Still, even this approach can involve a years-long acquisition process. Alternative methods, such as COCO (contractor-owned, contractor-operated) or GOCO (government-operated, contractor-owned) models, can get new capabilities into warfighters’ hands rapidly. In these, the government essentially rents facilities or management from contractors. Long-used for land-based operations—such as the GOCO facility of Los Alamos National Lab—with good success, such models could be adapted for fleet units.

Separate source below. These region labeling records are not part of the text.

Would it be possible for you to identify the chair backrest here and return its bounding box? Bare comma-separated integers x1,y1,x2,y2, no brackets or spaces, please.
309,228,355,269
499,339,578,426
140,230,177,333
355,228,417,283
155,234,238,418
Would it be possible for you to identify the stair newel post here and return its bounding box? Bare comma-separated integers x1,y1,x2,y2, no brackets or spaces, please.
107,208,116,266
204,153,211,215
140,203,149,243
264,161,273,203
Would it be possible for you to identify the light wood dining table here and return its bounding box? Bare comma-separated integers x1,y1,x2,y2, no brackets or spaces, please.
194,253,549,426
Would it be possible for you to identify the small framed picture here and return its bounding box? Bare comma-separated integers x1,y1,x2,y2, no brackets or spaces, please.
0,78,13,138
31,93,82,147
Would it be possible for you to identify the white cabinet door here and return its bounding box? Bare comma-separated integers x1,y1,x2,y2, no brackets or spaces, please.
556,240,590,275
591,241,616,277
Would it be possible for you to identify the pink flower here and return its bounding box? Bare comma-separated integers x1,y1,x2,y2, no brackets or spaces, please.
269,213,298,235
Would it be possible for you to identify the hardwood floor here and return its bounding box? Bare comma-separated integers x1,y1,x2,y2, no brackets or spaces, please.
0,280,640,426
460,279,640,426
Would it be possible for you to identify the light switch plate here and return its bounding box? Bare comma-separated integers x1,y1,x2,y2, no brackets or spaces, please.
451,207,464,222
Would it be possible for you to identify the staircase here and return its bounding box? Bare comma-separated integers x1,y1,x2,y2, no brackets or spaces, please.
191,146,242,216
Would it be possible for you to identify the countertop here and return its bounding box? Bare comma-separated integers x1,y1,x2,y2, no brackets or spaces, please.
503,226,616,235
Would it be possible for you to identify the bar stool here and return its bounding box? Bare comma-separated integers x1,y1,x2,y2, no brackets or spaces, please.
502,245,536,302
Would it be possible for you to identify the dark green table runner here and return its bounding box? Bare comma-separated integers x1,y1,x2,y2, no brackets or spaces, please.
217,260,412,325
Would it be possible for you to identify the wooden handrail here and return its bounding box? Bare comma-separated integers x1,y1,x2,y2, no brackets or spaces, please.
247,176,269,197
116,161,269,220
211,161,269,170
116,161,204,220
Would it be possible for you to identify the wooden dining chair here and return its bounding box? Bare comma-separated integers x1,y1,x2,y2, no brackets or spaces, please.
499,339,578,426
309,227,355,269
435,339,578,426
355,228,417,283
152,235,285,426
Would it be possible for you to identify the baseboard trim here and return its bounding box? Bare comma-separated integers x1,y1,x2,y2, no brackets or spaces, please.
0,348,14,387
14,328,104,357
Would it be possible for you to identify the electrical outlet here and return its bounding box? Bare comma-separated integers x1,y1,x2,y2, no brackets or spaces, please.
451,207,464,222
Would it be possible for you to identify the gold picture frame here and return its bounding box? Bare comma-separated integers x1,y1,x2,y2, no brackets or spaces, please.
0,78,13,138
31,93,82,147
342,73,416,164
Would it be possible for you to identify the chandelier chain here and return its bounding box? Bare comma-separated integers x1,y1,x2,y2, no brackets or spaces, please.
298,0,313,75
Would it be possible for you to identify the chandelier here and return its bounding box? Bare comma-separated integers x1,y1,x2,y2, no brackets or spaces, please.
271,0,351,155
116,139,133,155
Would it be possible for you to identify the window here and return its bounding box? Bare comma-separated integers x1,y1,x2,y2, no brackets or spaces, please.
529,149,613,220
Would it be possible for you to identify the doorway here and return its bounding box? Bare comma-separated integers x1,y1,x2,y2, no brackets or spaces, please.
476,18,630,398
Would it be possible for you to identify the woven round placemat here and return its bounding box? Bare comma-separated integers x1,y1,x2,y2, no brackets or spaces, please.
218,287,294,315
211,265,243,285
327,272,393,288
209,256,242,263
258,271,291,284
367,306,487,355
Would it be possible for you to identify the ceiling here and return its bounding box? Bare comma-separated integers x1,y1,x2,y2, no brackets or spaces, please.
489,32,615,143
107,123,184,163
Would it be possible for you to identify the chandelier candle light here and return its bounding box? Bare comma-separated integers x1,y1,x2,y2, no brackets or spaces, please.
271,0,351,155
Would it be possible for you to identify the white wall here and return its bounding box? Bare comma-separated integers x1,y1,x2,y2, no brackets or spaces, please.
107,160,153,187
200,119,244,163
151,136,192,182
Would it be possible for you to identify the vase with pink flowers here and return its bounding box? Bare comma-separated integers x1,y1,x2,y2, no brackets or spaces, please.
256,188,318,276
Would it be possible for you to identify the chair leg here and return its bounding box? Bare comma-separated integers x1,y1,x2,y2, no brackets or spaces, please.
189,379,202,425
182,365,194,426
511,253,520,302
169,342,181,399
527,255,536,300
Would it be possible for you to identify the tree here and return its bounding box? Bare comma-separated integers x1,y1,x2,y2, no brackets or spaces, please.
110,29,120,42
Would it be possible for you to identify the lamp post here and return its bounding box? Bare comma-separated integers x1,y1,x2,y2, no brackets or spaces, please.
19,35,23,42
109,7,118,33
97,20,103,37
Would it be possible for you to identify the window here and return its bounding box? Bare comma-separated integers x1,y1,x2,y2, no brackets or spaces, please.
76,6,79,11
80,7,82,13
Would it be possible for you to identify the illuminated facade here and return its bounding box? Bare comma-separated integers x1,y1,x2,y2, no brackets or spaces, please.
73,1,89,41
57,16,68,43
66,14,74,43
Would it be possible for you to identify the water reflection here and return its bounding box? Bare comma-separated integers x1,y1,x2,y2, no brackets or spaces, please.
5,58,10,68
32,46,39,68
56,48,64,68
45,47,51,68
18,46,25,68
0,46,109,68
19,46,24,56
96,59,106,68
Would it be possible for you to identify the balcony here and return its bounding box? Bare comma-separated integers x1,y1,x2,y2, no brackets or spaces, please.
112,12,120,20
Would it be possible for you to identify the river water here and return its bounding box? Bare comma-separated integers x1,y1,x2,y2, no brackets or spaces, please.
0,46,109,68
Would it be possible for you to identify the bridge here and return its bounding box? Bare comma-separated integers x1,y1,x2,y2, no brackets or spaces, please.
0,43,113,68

Instead of facilities, the Navy would rent technology—for example, a gyrocopter to embark on a Navy surface combatant, next-generation night-vision goggles for a particular aircraft, or an innovative display for a command center. Almost anything a sailor can think of could be tested and in some cases immediately close a capability gap. If operators want to make such technology a permanent part of their kit, so-called other transaction authorities (OTAs) can accelerate its acquisition. (OTAs can be used to reduce the regulatory burden on companies’ ordinary acquisitions for research and prototyping as well as production in some cases.) A number of unmanned aerial systems in use by the Department of the Navy began or advanced, programmatically speaking, with OTA agreements.
Sea Service innovation is not limited to hardware; software looms increasingly large in the Navy’s platforms, systems, sensors, and weapons. While most sailors, Marines, and Coast Guardsmen are computer literate and some are proficient coders, most software coding is done by civilians in Navy laboratories or industry professionals working with these Navy civilians. Computer code can deliver innovative technology to close operational gaps, but the Navy needs more agility with it if the service wants to enable extant unmanned Navy aircraft to become “smart wingmen” and work with their manned counterparts.

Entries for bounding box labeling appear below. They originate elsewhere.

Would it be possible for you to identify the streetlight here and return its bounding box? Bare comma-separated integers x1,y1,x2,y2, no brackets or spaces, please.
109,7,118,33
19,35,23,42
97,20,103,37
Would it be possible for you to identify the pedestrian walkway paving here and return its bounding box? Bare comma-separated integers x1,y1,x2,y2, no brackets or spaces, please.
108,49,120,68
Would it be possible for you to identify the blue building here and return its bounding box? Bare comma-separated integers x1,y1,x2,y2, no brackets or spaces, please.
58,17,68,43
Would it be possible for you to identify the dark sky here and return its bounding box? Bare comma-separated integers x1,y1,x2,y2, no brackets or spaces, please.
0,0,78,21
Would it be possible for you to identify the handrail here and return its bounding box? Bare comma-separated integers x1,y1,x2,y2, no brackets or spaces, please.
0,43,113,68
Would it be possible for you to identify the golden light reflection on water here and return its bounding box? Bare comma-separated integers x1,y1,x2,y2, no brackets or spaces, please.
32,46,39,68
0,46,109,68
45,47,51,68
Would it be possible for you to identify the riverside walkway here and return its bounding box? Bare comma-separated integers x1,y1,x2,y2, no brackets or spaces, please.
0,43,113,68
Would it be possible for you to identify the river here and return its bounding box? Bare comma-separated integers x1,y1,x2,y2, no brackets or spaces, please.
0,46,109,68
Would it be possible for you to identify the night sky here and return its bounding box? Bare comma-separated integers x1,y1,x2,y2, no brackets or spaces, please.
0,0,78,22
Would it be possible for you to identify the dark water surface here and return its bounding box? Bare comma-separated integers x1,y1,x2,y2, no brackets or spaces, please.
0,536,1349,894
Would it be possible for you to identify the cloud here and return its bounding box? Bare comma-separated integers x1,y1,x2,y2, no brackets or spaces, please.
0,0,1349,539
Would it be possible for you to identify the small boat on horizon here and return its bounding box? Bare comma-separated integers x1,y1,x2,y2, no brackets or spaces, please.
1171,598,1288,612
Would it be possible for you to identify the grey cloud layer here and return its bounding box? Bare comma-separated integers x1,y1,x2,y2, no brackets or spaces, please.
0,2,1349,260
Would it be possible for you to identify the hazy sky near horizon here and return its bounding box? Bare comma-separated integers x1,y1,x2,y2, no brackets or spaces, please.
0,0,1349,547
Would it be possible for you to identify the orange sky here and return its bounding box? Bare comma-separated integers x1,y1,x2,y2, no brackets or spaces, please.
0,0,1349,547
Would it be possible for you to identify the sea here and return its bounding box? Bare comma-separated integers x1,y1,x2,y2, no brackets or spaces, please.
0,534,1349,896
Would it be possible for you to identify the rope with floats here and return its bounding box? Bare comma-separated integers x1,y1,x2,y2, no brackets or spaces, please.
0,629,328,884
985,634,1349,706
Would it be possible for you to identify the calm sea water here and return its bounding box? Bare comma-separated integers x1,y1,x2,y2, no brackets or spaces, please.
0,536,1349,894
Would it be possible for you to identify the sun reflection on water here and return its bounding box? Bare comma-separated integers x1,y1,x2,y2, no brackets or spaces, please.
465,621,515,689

The technological cornerstone of DoD’s former Third Offset Strategy involved instantiating manned-unmanned teaming to provide a key technological edge for U.S. warfighters. Although the “Third Offset” language has changed, the ideas remain. For the Navy, some key manned-unmanned teaming examples are the pairing of P-8A Poseidons with MQ-4C Tritons and MH-60R/S Seahawks/Knighthawks with MQ-8C Fire Scouts.

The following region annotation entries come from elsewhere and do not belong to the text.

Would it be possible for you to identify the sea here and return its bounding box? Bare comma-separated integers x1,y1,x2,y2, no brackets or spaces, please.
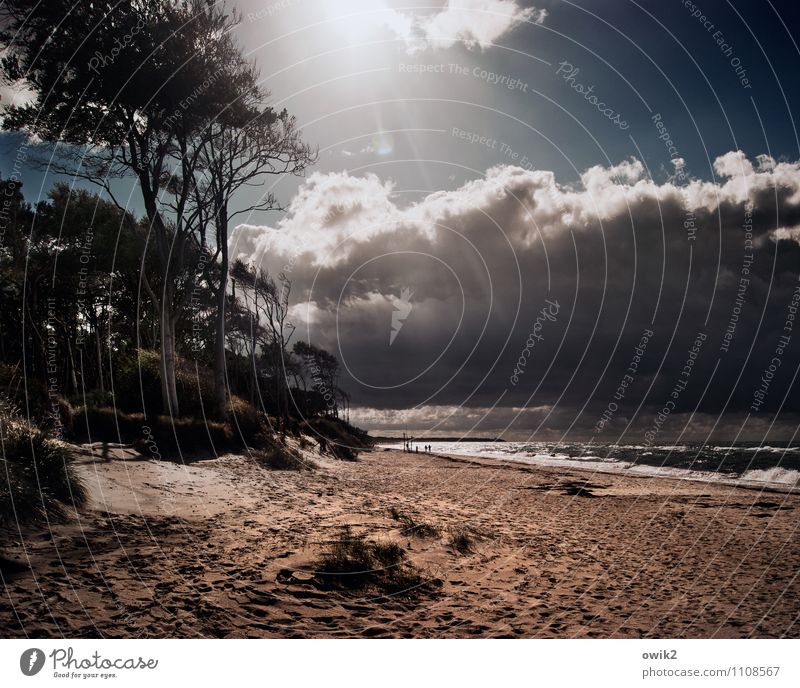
381,439,800,492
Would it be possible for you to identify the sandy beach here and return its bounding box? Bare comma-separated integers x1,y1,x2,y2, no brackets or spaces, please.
0,447,800,638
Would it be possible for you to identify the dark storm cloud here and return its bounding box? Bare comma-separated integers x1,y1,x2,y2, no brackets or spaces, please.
232,152,800,438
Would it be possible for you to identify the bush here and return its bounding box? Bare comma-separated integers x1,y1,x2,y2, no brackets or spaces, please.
114,349,214,418
71,407,231,458
0,400,87,532
316,526,426,594
228,395,266,442
304,418,372,461
253,446,317,471
389,507,439,538
0,363,53,420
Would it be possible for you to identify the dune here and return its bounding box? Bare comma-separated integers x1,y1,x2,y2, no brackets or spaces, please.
0,446,800,638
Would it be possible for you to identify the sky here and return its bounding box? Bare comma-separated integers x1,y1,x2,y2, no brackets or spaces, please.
0,0,800,443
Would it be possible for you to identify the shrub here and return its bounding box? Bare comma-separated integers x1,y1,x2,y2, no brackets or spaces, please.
114,349,214,418
316,526,427,594
228,395,266,442
304,418,371,461
389,507,439,538
253,446,317,471
0,400,87,532
0,363,52,420
72,407,233,458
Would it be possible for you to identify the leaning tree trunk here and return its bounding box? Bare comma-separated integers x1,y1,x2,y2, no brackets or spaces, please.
214,241,228,420
161,295,180,416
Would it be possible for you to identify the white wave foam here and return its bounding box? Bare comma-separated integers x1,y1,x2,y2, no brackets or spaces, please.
742,466,800,487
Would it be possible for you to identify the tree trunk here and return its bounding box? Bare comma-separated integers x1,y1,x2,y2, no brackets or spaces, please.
214,241,228,420
161,306,180,416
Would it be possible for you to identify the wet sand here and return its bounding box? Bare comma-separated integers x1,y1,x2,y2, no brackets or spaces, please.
0,447,800,638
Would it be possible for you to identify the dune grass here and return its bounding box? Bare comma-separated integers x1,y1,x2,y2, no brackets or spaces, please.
0,400,87,532
316,526,434,594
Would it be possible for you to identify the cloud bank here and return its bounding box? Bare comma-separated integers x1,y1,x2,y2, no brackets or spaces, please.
231,151,800,434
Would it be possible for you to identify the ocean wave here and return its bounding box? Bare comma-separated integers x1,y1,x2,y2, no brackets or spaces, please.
742,466,800,487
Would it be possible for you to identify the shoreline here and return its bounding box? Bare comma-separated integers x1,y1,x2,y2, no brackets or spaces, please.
0,447,800,638
375,444,800,495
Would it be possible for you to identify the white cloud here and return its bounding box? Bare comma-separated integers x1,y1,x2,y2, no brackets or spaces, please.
417,0,547,50
360,0,547,52
232,151,800,429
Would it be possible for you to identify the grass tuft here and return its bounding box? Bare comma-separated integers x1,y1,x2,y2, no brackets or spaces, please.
389,507,440,538
0,399,88,532
316,526,428,594
447,527,475,554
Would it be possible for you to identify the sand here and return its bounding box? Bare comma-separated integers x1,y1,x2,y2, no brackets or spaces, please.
0,447,800,638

While these platforms have been in the Navy inventory for some time, until recently there has been very little teaming beyond embarking MH-60s and MQ-8Cs together on board littoral combat ships. The result is that these two aircraft require more manpower to operate, work in only a limited coordinated manner, and do not yet “team” in any consistent fashion. Computer science professionals in Navy labs and their industry partners are well-equipped to write the code to advance the teaming to enable these platforms to operate in innovative ways.
Accelerating the Journey
These are just some examples of how the Navy can accelerate its innovative journey that do not involve buying expensive new platforms. Rather, new warfighting capabilities can be achieved by enabling sailors, Marines, and Coast Guardsmen to get their hands on emerging technology and to mash up already existing technologies such as modern aircraft and unmanned aerial vehicles. Sometimes, all that is missing is the right computer code.
There is wisdom in the oft-repeated quote: “The guy who invented the first wheel was an idiot. The guy who invented the other three, he was a genius.” The Navy can bring new warfighting capabilities to the fleet by spending less time trying to invent that all-capable “shiny new object” and more time applying and adjusting extant platforms in genius ways.